Renzi teso con Boschi e Padoan. Segnali di una sconfitta in arrivo?

Matteo Renzi, alla disperata ricerca di consensi per non perdere il “suo” referendum del 4 dicembre, ultimamente sta strizzando l’occhio agli euroscettici. Le sue posizioni anti-austerità, anti-Merkel e a conti fatti anti-Ue, soprattutto in tema di immigrazione, sembrano avvicinarsi sempre più a quelle di Grillo e Salvini.
Qualcuno – i soliti puristi – dirà che per sconfiggere il populismo tocca essere populisti. Qualcun altro, con altrettanto cinismo, farà presente quanto sia inutile imitare gli avversari politici rischiando solo di diventare brutte copie degli originali.
Sono questioni che valuterà Renzi, che a quanto pare si sta facendo le ossa in politica. Anche se ha saltato un po’ di gavetta.

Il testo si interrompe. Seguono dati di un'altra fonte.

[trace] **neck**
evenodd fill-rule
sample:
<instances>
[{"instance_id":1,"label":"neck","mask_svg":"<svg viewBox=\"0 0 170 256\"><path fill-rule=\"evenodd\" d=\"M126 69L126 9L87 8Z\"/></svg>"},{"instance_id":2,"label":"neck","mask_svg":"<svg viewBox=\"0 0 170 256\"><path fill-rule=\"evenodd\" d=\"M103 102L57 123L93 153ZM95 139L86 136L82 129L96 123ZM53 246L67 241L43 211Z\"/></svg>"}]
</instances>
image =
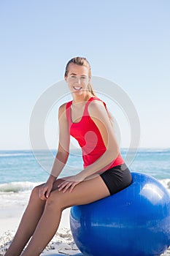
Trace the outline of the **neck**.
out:
<instances>
[{"instance_id":1,"label":"neck","mask_svg":"<svg viewBox=\"0 0 170 256\"><path fill-rule=\"evenodd\" d=\"M87 102L93 95L91 94L86 94L85 95L73 95L73 104L81 103Z\"/></svg>"}]
</instances>

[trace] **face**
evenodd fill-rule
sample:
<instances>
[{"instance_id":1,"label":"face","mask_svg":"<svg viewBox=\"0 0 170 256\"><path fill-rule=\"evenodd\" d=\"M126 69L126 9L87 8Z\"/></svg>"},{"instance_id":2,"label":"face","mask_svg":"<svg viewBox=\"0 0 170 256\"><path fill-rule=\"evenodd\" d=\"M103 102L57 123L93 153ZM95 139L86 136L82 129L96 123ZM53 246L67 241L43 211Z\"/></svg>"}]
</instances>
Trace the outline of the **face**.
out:
<instances>
[{"instance_id":1,"label":"face","mask_svg":"<svg viewBox=\"0 0 170 256\"><path fill-rule=\"evenodd\" d=\"M74 96L89 93L88 83L90 78L88 69L85 66L70 64L66 81L68 83L70 91Z\"/></svg>"}]
</instances>

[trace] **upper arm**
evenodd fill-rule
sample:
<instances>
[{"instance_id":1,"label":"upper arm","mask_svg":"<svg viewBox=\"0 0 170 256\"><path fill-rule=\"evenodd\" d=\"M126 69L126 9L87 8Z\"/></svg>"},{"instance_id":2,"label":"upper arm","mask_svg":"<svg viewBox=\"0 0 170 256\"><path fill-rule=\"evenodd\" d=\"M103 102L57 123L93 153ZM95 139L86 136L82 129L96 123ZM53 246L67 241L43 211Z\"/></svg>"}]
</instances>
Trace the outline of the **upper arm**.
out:
<instances>
[{"instance_id":1,"label":"upper arm","mask_svg":"<svg viewBox=\"0 0 170 256\"><path fill-rule=\"evenodd\" d=\"M58 110L59 143L58 151L69 152L70 135L69 124L66 113L66 103L60 106Z\"/></svg>"},{"instance_id":2,"label":"upper arm","mask_svg":"<svg viewBox=\"0 0 170 256\"><path fill-rule=\"evenodd\" d=\"M107 149L119 151L107 110L101 101L93 100L89 104L88 112L97 126Z\"/></svg>"}]
</instances>

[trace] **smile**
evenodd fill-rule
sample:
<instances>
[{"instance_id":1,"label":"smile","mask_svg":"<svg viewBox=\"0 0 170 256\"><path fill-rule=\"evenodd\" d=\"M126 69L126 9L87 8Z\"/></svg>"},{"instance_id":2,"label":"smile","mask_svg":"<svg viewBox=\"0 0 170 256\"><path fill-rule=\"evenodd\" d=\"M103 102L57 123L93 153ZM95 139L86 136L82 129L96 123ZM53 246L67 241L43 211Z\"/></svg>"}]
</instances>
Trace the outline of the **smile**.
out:
<instances>
[{"instance_id":1,"label":"smile","mask_svg":"<svg viewBox=\"0 0 170 256\"><path fill-rule=\"evenodd\" d=\"M73 89L76 91L80 91L80 90L81 90L82 87L73 86Z\"/></svg>"}]
</instances>

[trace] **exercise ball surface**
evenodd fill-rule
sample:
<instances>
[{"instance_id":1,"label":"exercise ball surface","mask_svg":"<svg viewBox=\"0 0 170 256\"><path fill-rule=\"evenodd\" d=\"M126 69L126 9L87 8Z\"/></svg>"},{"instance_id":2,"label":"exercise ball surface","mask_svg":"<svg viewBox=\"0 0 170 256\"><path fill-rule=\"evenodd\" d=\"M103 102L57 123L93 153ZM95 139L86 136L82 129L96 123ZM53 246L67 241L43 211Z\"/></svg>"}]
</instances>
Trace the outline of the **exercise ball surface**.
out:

Il punto è che il premier, nonché segretario del primo partito d’Italia, ultimamente non è nervoso solo con l’Europa, ma persino con i propri ministri. In primis la fedelissima Maria Elena Boschi, cui va la maternità della riforma che gli italiani sono chiamati a promuovere o bocciare il prossimo 4 dicembre.

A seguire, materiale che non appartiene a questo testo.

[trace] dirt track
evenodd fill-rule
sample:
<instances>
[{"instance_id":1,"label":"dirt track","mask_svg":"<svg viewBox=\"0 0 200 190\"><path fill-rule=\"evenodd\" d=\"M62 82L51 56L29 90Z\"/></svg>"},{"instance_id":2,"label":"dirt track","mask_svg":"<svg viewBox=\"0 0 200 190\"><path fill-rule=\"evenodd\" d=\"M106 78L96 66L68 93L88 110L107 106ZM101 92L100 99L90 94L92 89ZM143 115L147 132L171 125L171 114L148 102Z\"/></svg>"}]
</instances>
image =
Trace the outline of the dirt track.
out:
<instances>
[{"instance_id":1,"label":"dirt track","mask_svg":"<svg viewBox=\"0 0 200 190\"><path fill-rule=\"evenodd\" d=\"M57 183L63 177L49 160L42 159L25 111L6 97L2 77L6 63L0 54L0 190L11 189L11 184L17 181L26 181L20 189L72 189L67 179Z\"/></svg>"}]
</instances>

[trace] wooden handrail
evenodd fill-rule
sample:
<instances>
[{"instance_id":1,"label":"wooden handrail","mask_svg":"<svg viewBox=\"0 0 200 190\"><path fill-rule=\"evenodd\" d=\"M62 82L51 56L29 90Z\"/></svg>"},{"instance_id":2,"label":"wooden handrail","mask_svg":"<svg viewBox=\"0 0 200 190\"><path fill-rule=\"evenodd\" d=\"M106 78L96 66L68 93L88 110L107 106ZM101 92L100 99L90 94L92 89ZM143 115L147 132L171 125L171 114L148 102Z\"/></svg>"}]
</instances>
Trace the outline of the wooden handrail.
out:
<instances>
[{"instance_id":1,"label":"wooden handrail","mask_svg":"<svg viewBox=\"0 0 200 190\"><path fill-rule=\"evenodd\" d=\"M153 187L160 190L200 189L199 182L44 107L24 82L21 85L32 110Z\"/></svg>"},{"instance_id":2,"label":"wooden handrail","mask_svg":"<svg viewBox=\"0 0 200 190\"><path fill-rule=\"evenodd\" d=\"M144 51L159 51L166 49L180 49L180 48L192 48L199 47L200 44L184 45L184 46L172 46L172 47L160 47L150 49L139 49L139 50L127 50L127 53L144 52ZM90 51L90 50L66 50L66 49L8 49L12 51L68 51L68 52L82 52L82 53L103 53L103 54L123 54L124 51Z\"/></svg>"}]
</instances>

Tale riforma costituzionale, ormai giornalisticamente nominata riforma Renzi-Boschi e non più solo Boschi, sembra decisiva sulle sorti del premier, al momento però alle prese con un’ardua scelta esistenziale: difendere l’Italicum o piuttosto la riforma?
Ebbene, il premier non l’ha ancora deciso e ancora non ha capito cosa gli convenga.

E’ però certo che il Ministro per le riforme, Maria Elena Boschi, sia ormai una ex pupilla di Renzi. Un aspetto che non è sfuggito neppure al comico Maurizio Crozza, che ha trovato modo di ironizzare su questo, men che meno all’ineffabile Fatto Quotidiano, che narra di sms, urla, addirittura prescrizione e divieti di Renzi nei confronti della Boschi. Insomma, una faida. Il premier non si fida più, Maria Elena invece si sente poco difesa e tutelata e addirittura ignora Renzi alla Camera.
Ma cosa c’è dietro? La paura di perdere il referendum del 4 dicembre, oppure un consenso che cala? In quest’ultimo caso, Renzi è pronto a scaricare la colpa sui propri ministri.
Boschi, certo, che “l’ha fatto perdere”. Ma anche il titolare dell’Economia, Pier Carlo Padoan, che non convince più il premier. Ed è addirittura in predicato di lasciare la squadra di governo dopo l’approvazione di una manovra che sta causando tensione e attriti con l’Ue.